Clinical picture of wedge resection

Fig. 6
figure 6

Wedge resected

Fig. 7
figure 7

Closing wedge

Fig. 8
figure 8

Nail insertion

7 Technical Pearls

  1. 1.

    Plan pre-operatively your closing wedge resection according to the deformity.

  2. 2.

    Perform a peroneal nerve release, and do not close the wound until the end of the procedure. This helps monitor the sciatic nerve tension during the reduction maneuver.

  3. 3.

    Ream the distal bone segment through the osteotomy site in case of sclerotic bone. If not, a regular antegrade reaming can be performed.

  4. 4.

    Countersink the nail 0.5 cm in the insertion site proximally. Then, place the distal locking screws. After the locking screws are in place, perform a backslapping of the nail using the extractor jig of the nail. This will help compress the osteotomy site.
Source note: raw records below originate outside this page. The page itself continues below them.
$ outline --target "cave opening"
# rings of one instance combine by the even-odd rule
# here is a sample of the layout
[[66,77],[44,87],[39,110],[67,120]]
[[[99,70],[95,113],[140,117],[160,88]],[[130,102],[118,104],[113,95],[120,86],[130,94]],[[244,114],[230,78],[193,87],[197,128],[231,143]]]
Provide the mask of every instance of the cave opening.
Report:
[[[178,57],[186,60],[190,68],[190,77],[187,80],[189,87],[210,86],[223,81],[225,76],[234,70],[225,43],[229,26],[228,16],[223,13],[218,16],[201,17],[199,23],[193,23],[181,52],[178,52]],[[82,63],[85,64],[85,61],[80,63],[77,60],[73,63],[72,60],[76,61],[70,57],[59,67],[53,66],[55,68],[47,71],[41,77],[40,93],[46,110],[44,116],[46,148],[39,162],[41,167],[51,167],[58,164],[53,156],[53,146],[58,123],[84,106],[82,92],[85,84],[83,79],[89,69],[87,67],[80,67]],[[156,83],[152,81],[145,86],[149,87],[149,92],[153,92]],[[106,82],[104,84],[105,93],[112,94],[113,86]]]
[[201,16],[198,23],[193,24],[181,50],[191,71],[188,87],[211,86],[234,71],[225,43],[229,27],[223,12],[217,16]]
8 Outcome Clinical Photos and Radiographs

See Figs. 9, 10, 11, and 12.

Fig. 9
figure 9

Right AP femur 1-month post-operative

Fig. 10
figure 10

Right lateral femur 1-month post-operative

Fig. 11
figure 11

Right AP femur 1-year post-operative

Fig. 12
figure 12

Right lateral femur 1-year post-operative

9 Avoiding and Managing Problems

Doing a closing wedge resection is less likely to cause nerve damage. In cases of severe long-term deformity, it is advisable to perform peroneal nerve release at the proximal tibia at the beginning of the surgery to decompress and monitor the nerve tension. If there is a concern of sciatic nerve palsy, locate the apex of the bone wedge at the posterior thigh soft tissues to ensure that the sciatic nerve is not changing its length. With this planning, a trapezoid instead of a triangle will be removed from the femur. This will slightly shorten the extremity.